Aún queda gente buena
Ayer, de vuelta a mi casa en el cercanías, una mujer bastante mayor se fué a sentar justo en la plaza enfrentada a la mía. Amago de recoger mis piernas para dejar más espacio y la señora -con inconfundible acento gallego- me dice “no cielo, dejalo cariño, no hace falta tanto”. Me llego al alma.
Unas estaciones más y la mujer decide finalmente entablar conversación.
- ¿Dónde estamos ya?
- En Torrejón… ¿A dónde va usted?
- A Guadalajara.
- Ah, entonces no se preocupe, es la última parada.
[Silencio]
- (Ella) Es que estamos todos perdidos… Bis2 y bis3.

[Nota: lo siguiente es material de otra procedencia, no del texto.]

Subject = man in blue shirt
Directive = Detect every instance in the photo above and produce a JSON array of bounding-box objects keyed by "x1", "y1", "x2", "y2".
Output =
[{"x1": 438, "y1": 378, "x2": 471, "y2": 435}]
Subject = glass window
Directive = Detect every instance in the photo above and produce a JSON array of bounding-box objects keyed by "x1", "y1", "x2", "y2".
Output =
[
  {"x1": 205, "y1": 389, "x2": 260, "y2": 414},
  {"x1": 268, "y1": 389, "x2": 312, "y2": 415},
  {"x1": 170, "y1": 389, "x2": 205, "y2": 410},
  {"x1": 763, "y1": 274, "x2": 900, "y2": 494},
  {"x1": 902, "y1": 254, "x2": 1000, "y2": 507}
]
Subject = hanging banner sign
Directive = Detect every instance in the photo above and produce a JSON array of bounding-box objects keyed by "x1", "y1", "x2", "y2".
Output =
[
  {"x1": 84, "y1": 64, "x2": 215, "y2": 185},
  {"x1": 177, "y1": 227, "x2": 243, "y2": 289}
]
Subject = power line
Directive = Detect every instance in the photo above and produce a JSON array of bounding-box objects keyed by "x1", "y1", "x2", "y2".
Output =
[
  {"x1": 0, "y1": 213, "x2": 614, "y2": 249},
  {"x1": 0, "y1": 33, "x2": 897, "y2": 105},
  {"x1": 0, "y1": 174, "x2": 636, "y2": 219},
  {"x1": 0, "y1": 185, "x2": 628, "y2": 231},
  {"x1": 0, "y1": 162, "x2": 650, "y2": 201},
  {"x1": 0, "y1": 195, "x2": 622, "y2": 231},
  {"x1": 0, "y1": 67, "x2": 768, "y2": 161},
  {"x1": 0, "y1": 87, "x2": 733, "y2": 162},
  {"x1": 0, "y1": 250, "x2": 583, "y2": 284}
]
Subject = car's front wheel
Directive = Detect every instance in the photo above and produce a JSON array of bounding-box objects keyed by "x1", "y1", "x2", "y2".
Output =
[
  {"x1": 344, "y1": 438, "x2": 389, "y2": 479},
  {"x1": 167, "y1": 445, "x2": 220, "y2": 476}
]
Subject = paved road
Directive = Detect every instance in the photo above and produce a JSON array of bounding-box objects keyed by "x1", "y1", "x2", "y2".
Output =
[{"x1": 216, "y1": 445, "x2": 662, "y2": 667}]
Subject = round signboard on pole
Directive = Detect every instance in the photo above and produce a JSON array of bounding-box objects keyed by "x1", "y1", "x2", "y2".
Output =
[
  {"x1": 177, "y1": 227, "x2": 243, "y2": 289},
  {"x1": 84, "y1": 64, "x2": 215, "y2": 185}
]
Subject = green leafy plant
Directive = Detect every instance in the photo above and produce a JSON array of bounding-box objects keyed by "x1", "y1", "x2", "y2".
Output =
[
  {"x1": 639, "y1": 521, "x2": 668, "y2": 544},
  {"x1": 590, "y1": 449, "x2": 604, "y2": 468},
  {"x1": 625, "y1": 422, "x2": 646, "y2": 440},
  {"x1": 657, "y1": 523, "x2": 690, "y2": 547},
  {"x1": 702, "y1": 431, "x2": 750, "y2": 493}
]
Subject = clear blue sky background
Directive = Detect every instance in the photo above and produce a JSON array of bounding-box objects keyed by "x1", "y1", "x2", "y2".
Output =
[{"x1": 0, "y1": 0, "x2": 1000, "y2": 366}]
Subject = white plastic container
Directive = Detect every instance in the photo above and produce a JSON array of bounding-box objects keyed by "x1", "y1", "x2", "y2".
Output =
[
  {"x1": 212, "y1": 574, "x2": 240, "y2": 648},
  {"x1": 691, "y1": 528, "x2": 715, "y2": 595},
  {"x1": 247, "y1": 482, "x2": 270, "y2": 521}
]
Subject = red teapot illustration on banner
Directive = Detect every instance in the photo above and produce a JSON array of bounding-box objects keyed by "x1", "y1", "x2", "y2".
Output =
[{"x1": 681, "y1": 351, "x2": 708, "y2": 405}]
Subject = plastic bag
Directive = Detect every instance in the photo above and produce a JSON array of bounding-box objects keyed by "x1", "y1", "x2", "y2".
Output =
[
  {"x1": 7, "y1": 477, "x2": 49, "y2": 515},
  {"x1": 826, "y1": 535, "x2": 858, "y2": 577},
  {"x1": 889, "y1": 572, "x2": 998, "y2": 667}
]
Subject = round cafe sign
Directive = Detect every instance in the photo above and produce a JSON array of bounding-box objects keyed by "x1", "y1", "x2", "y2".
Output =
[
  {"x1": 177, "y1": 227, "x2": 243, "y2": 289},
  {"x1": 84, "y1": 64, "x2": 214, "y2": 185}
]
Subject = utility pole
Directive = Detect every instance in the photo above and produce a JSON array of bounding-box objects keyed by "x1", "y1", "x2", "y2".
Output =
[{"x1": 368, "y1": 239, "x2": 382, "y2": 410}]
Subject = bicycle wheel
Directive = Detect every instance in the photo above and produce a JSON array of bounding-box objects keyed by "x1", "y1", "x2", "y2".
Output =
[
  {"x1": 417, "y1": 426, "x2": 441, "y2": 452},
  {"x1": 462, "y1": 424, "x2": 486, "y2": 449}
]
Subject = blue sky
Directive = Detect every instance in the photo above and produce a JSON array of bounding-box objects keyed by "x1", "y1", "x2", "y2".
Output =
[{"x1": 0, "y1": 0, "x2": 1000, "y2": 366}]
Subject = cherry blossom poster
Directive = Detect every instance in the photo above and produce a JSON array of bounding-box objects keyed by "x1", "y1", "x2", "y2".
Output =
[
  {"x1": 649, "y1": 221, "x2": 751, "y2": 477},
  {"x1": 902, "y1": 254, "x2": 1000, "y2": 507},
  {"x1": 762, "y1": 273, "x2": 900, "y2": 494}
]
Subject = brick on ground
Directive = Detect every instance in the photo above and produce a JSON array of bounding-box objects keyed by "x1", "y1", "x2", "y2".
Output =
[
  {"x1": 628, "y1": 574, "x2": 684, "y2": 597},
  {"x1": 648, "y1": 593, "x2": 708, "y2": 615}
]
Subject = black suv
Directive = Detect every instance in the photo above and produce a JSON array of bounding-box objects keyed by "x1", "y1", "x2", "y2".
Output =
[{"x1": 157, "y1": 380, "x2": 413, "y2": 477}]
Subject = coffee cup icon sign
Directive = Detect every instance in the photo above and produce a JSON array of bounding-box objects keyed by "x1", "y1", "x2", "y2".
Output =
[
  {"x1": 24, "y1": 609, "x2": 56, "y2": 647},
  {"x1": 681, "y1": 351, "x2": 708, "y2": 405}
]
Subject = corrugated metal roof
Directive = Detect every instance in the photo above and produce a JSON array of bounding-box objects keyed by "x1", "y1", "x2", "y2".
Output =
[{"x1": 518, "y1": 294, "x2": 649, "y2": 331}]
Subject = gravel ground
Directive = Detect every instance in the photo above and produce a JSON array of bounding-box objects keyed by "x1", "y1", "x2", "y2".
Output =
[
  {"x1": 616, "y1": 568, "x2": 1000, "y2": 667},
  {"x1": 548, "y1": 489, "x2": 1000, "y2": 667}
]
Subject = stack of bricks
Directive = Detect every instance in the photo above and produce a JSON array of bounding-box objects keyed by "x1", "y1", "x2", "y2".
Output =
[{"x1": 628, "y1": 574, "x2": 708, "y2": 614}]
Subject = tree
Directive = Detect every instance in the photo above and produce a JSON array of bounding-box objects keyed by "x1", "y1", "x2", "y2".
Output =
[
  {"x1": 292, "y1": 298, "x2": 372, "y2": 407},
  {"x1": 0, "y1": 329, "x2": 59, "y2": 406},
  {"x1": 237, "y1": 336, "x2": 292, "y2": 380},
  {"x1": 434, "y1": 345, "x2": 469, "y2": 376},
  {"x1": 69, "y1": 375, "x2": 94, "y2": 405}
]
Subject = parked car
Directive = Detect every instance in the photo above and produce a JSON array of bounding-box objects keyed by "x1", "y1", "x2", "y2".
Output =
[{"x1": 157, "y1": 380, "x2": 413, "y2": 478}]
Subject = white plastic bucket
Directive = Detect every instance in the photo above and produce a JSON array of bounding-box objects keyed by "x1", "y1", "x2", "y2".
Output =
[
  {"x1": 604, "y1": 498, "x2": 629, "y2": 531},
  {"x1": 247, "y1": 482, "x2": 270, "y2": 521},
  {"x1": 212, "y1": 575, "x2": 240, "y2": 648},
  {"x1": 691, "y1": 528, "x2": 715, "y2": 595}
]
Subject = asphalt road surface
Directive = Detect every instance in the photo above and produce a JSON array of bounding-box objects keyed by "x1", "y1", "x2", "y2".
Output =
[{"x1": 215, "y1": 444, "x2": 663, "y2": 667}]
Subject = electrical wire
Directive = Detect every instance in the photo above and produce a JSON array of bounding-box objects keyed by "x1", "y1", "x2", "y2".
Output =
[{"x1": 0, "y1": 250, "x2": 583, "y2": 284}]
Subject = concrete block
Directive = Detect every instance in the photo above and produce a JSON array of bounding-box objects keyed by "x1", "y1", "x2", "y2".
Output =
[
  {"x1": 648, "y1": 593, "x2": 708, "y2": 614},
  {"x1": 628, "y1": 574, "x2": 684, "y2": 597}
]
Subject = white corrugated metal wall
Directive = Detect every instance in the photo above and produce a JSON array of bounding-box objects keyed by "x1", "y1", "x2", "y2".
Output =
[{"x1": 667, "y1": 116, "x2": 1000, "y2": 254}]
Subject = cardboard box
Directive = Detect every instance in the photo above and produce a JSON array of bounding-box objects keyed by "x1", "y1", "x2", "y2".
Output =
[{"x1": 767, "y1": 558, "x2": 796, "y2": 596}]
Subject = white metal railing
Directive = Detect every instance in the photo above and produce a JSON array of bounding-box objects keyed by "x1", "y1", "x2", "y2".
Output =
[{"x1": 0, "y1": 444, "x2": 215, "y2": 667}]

- (Ella) Alabado sea el señor… bis2 a bisN.
El resto de la conversación demuestra una profunda sabiduría popular (esa que nuestros dirigentes confunden con estupidez) y se puede resumir con un breve “las personas de ahora están vacías… por dentro y por fuera” y “la gente ya no quiere escuchar”. Una breve mirada alrededor para comprobarlo: todo el mundo la mira raro, o hacen que no existe. Algunos no quieren, y otros simplemente no saben.
Me despedí de esos ojos azules que miraban con tristeza y con paz al mismo tiempo (juro que si hubiese llevado una cámara, y con su permiso, habría hecho la foto de mi vida) con un profundo pesar por las verdades tan grandes que había escuchado, pero muy alegre: Aún queda gente buena.